Apesar da aliança existente , podemos ver que Bocage quebra os juízos de valores que haviam na sociedade da sua época. Ou melhor leva a sociedade(ou melhor dizendo ,os seus leitores) a quebrar esses juízos de valores ao inferir algo que ele diz no seu poema, mas na realidade não diz “ Quando uma dama aparece/Ei-lo a pular com fervor/Se é um rapaz, estremece/Se é velho, tem pouco vigor/O seu nome não é tão feio/Pois tem sete letrinhas só”. Podemos ver nestes versos que o poeta se utiliza do subentendido para levar os seus leitores a romper com o pensamento moralista da época. Dessa forma, ele consegue levar, aqueles que o leem, a acreditar que continua a ser um subversivo e dessa forma mantém a aliança que tem com os seus leitores.

Essa outra estrofe exemplifica bem o que foi dito anteriormente, O poeta utiliza o subentendido para fazer o seu leitor transgredir o pensamento de sua época ,contudo ele( o autor) não transgride. “Tem um R e um A no meio/Começa com C e acaba em O/C _ R A _ _ O/Nunca se encontra sozinho/Vive sempre acompanhado/Por outros dois orgãozinhos /Junto de si, lado a lado/O nome destes porém/Não gera confusões/Tem sete letras também”

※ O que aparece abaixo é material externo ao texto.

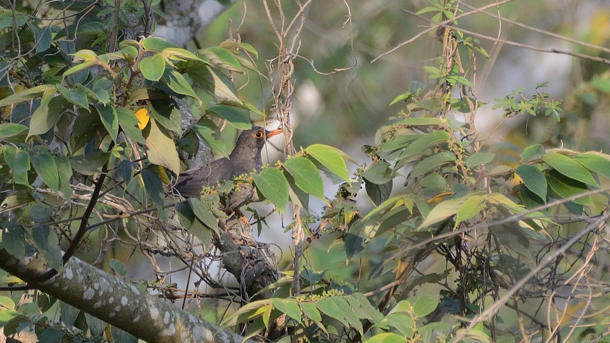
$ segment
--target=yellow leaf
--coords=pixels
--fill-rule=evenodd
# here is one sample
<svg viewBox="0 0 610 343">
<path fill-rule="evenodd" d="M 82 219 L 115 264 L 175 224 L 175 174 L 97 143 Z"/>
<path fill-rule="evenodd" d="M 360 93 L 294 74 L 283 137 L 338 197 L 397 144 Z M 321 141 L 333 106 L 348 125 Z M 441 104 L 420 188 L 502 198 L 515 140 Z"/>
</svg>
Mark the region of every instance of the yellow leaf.
<svg viewBox="0 0 610 343">
<path fill-rule="evenodd" d="M 140 128 L 140 130 L 143 130 L 144 128 L 146 127 L 148 120 L 151 118 L 148 115 L 148 111 L 146 110 L 146 109 L 140 109 L 135 111 L 135 117 L 140 121 L 140 123 L 138 123 L 138 127 Z"/>
</svg>

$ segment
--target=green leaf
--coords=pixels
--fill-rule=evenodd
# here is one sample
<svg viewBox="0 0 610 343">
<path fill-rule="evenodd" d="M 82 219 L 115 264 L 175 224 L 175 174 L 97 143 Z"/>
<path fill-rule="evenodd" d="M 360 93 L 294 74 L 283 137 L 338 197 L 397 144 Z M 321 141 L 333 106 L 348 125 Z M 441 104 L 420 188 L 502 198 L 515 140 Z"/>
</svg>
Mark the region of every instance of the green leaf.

Na última estrofe do poema o poeta rompe a aliança com os leitores e também a institucionalização como poeta “pornográfico” e subversivo, ( esse status construído por ele e mantido por muito tempo depois da sua morte).

Aqui abre-se um parêntese para comprovar que Bocage ,apesar de ter sido um romântico, sátiro e lírico, constrói para si a imagem de alguém que é pornográfico , libertino e irreverente como podemos ver na última estrofe do soneto “Epitáfio”

"Aqui dorme Bocage, o putanheiro:

Passou a vida folgada, e milagrosa:

Comeu, bebeu, fodeu sem ter dinheiro." Bocage

Retomando a análise do poema “Quer Seja Curto ou Comprido”, Bocage leva( no decorrer da construção e leitura do seu poema) os leitores a acreditar que a aliança será mantida e a subversão existirá, contudo essa aliança será quebrada e ele subverter a ordem ao não subvertê-la .Explicando melhor, ao ser institucionalizado como um poeta subversivo cria-se a ordem que se manterá dessa forma, contudo ao não ser ,ele quebra as regras e subverte as normas que lhe foram imputadas .Esse fato podemos ver nos versos finais “Para acabar com o embalo/E com as más impressões/Os órgãos de que eu falo…/São o coração e os pulmões.”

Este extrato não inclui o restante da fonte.